9.30 -9.45 Introduction by Prof. Pavel Nastase, Rector of ASE
9.45 -10.30 Lecture by Prof. Dennis Meadows
10.30 - 11.00 Questions and Discussion
Aula Magna, the Ion N. Angelescu Building,#6 Piata Romana, Bucharest-1
The phrase "Sustainable Development" is normally used to describe a situation in which the rich keep what they have, and the poor rise up to their level while damage to the environment and use of crucial raw materials is reduced.
But the global society is profoundly above the long-term carrying capacity of the planet. So most of the rich will not keep what they have, and most of the poor will not rise. Consequently we have to change the meaning of the phrase "sustainable development".

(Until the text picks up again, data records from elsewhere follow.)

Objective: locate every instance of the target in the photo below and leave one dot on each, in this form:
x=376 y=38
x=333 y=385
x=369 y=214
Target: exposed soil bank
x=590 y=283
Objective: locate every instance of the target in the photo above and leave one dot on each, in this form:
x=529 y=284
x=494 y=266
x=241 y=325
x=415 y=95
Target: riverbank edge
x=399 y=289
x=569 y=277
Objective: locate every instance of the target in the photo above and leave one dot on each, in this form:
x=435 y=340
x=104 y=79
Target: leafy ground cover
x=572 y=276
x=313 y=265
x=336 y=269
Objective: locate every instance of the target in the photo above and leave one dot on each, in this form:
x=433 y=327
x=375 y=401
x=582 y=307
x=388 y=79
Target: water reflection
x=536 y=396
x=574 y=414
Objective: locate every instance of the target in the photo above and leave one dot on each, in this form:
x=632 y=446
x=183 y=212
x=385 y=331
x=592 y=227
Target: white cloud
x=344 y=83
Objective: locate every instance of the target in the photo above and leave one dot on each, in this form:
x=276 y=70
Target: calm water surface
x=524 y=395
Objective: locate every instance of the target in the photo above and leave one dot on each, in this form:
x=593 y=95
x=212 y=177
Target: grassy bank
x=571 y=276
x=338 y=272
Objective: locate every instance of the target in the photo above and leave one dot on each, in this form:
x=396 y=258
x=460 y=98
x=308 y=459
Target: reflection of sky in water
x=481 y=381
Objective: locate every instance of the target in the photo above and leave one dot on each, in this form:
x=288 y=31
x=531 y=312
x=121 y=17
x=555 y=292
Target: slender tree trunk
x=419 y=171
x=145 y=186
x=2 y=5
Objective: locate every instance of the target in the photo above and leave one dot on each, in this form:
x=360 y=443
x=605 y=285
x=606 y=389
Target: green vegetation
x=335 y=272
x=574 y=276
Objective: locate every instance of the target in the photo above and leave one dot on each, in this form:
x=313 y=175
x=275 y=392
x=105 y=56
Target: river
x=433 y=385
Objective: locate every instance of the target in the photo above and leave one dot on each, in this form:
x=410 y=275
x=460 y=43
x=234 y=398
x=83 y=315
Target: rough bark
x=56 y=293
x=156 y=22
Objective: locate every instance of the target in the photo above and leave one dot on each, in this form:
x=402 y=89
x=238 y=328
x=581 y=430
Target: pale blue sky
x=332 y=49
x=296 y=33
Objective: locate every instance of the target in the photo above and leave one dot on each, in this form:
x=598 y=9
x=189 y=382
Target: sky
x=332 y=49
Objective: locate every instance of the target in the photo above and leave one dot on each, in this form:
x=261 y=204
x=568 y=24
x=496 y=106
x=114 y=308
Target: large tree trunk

What can be a realistic and useful meaning of the phrase now, in this century? And what should be our priorities for action - personally, for our family, our city, our country to achieve sustainable development?
Dennis Meadows will reflect on his 40 years of talking about the causes and consequences of physical growth on a finite planet. He will suggest priorities for research and action in the 21st century.
The lecture will be held on the occasion of the opening of the academic year.
Dennis L. Meadows is President of the Laboratory for Interactive Learning and widely known as the co-author of "The Limits to Growth". He started working at the faculty of the Massachusetts Institute of Technology in the late 1960s and was director of the Club of Rome project on the Predicament of Mankind.
Further on Meadows has been a tenured professor in faculties of management, engineering, and social sciences and he has developed innovative and complex strategic games. He has been the Director of three university research institutes: at MIT, Dartmouth College and the University of New Hampshire. He is the Past President of the International System Dynamics Society and the International Simulation and Games Association.
Dennis Meadows has received numerous international awards for his work, including the Japan Prize in 2009 and several honorary doctorates from universities in Europe and the United States.